Canada’s Megawatt upbeat on Aussie rare earths, uranium assets

20 May 2021 21:43
The Uranium Ore on a white background.

Canadian Securities Exchange-listed Megawatt Lithium and Battery Metals says further due diligence on its recently-acquired Artic Fox and Isbjorn properties in the Northern Territory, Australia indicates solid prospects for uranium mineralisation.

The company today said the development was encouraging because it complemented the two properties’ rare earths (REE) potential at a time of rising interest in the space due to riusing demand for electric vehicles and the push to reduce carbon emissions.

The Arctic Fox property is next to Arafura Resources’ Nolans Bore Project, which is primarily known for its rare earths potential.  Within Megawatt’s property are historical assayed surface readings and radiometric trends that are potential indicators of uranium mineralisation.

At Isbjorn, assayed results at surface from several different locations also indicated the potential for uranium mineralisation.

Commenting on the latest development, chief executive officer David Thornley-Hall said: “The growing demand for green energy solutions is starting to occur at an accelerated pace. Consequently, the board was pleased to be advised of the uranium prospectivity within our two Northern Territory properties, as it clearly complements the REE potential.”

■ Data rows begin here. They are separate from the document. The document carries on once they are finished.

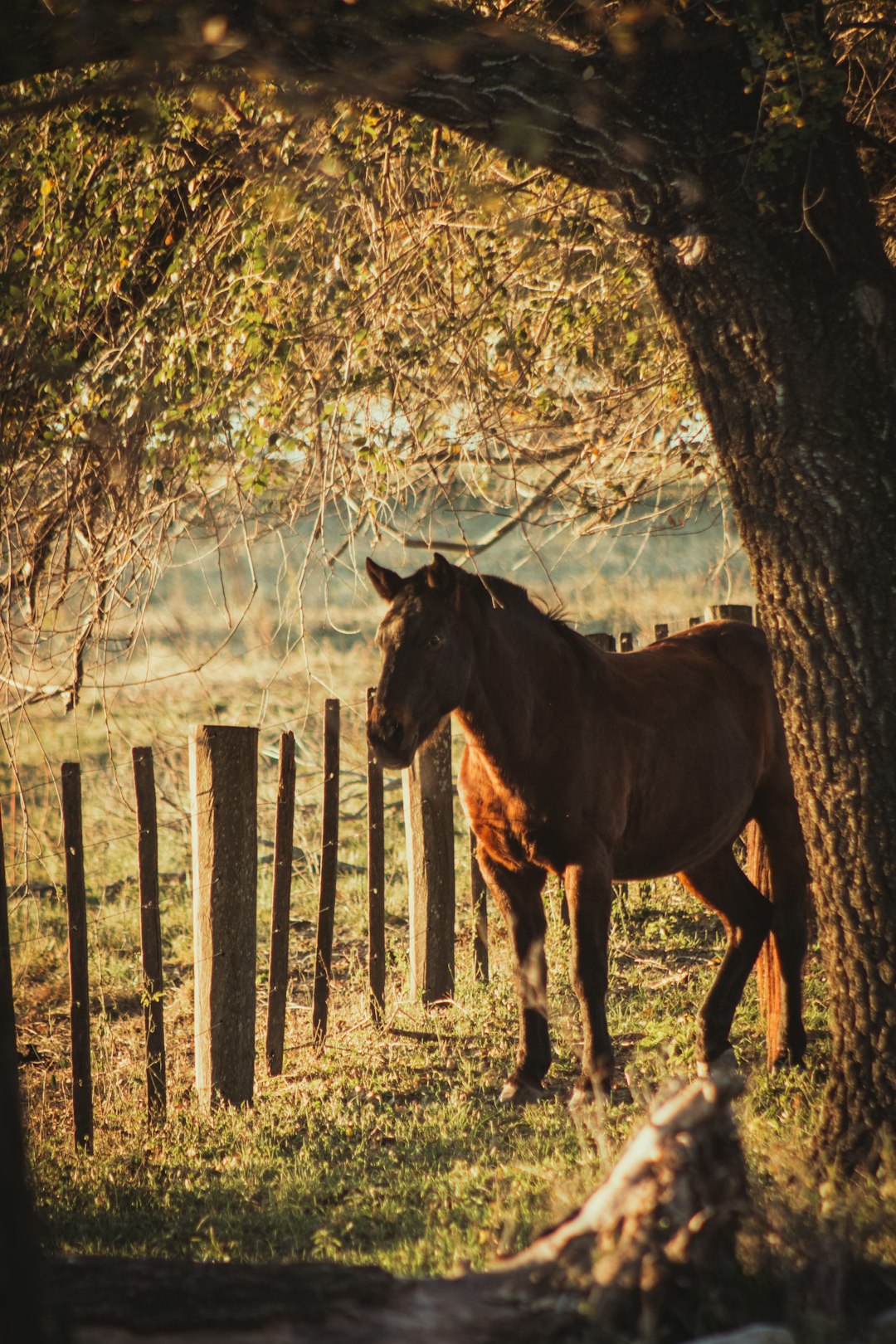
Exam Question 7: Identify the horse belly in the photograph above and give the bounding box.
[611,778,753,882]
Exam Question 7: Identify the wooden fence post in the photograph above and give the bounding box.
[367,687,386,1024]
[130,747,167,1122]
[61,761,93,1153]
[189,724,258,1109]
[402,719,454,1004]
[265,733,295,1078]
[588,631,616,653]
[0,796,16,1069]
[470,830,489,985]
[312,700,338,1045]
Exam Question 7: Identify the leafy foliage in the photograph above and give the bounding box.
[0,71,709,699]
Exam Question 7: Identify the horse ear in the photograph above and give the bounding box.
[367,555,404,602]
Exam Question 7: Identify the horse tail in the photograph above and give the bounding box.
[744,821,782,1069]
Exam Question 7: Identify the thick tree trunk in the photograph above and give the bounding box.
[636,136,896,1166]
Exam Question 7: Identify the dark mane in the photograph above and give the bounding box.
[460,570,592,653]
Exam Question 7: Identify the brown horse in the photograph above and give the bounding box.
[367,555,807,1101]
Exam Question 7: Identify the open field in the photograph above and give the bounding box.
[0,510,896,1339]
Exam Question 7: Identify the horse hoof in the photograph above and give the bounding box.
[499,1079,548,1106]
[697,1045,739,1080]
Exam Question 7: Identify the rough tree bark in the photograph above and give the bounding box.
[0,0,896,1166]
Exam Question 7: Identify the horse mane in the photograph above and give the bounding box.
[460,570,591,652]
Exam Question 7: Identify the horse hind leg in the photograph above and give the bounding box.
[679,847,771,1069]
[478,848,551,1105]
[747,797,809,1069]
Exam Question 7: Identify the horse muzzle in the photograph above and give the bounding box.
[367,709,421,770]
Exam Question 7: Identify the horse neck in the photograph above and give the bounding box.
[455,610,582,773]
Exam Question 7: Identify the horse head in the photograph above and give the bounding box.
[367,555,475,770]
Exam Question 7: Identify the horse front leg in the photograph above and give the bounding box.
[478,848,551,1105]
[564,861,612,1105]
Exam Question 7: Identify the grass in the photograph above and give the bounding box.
[0,548,896,1340]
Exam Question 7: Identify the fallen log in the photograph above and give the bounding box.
[52,1077,746,1344]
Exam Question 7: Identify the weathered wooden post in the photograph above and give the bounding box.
[189,724,258,1109]
[367,687,386,1024]
[312,700,338,1045]
[61,761,93,1153]
[130,747,167,1122]
[709,602,752,625]
[265,733,295,1078]
[0,816,16,1069]
[402,719,454,1004]
[588,631,616,653]
[470,830,489,985]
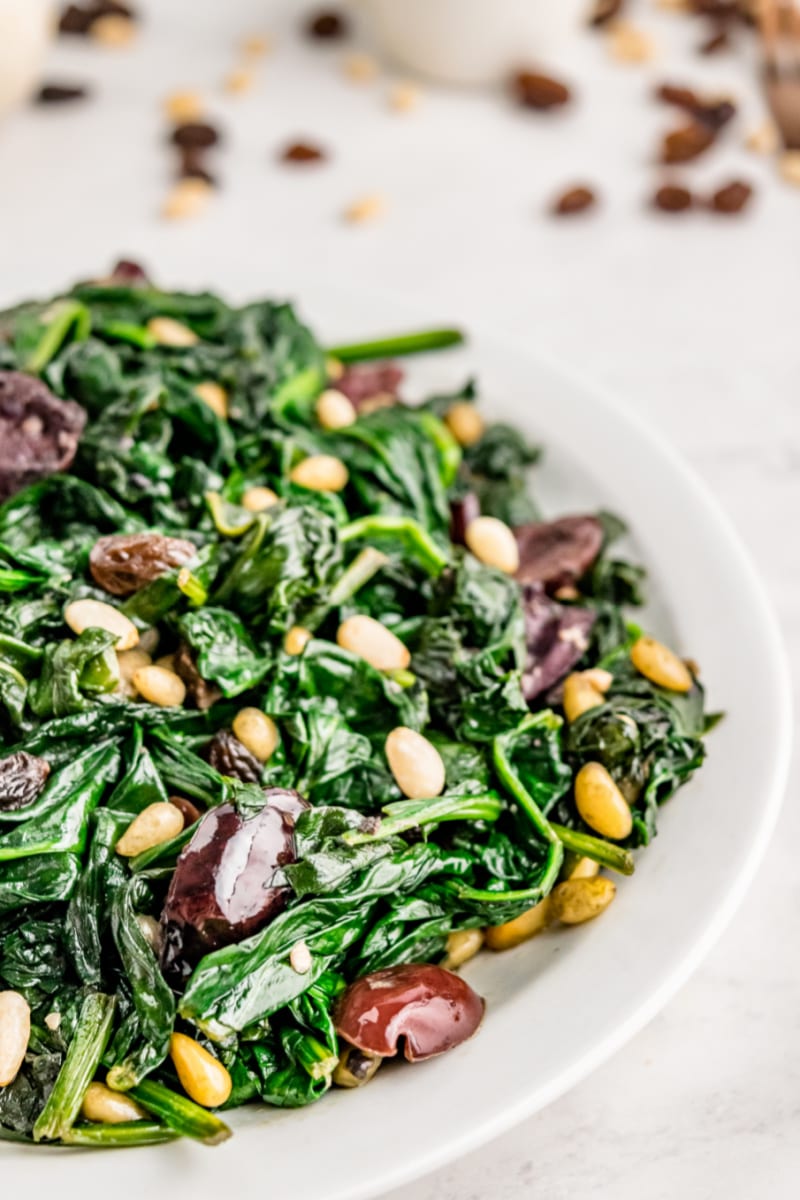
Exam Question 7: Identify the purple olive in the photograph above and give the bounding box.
[335,962,486,1062]
[161,787,308,977]
[515,516,603,592]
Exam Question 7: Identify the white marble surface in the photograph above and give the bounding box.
[0,0,800,1200]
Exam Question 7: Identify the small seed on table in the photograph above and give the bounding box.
[116,800,184,858]
[385,725,445,800]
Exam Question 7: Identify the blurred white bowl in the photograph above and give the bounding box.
[0,0,53,115]
[357,0,589,84]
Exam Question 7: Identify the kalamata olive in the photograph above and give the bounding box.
[161,787,308,978]
[515,516,603,592]
[522,584,595,702]
[0,371,86,502]
[207,730,264,784]
[335,962,486,1062]
[335,362,403,408]
[89,533,197,596]
[173,642,220,710]
[0,750,50,812]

With their known rare earths potential bolstered by uranium prospectivity, the company will be reviewing strategies to accelerate exploration at the two properties, focusing on identifying viable uranium and rare earths targets for closer scrutiny.

Based in Vancouver, British Columbia, Megawatt is an explorer of mineral properties with assets in Canada and Australia. Following the completion of its acquisition of Arctic Fox and Isbjorn in April this year, it moved forward with a rare earths sampling programme at both properties, spurred by expected impending global supply shortages.

A recent study by independent research and advisory firm, Adamas Intelligence, estimated that the overall magnet rare earths oxide market in volume terms would grow at a 10 per cent compound annual growth rate over 2021-30. With increasing rare earths supply shortages likely over the next decade, the study projected price increases of 5-10 per cent for the same period.

With regard to uranium, moderating global inventories, mine closures and the growing push to decarbonise have led to a resurgence in prices to US$29.75 a pound in April, up from US$25.41 18 months ago.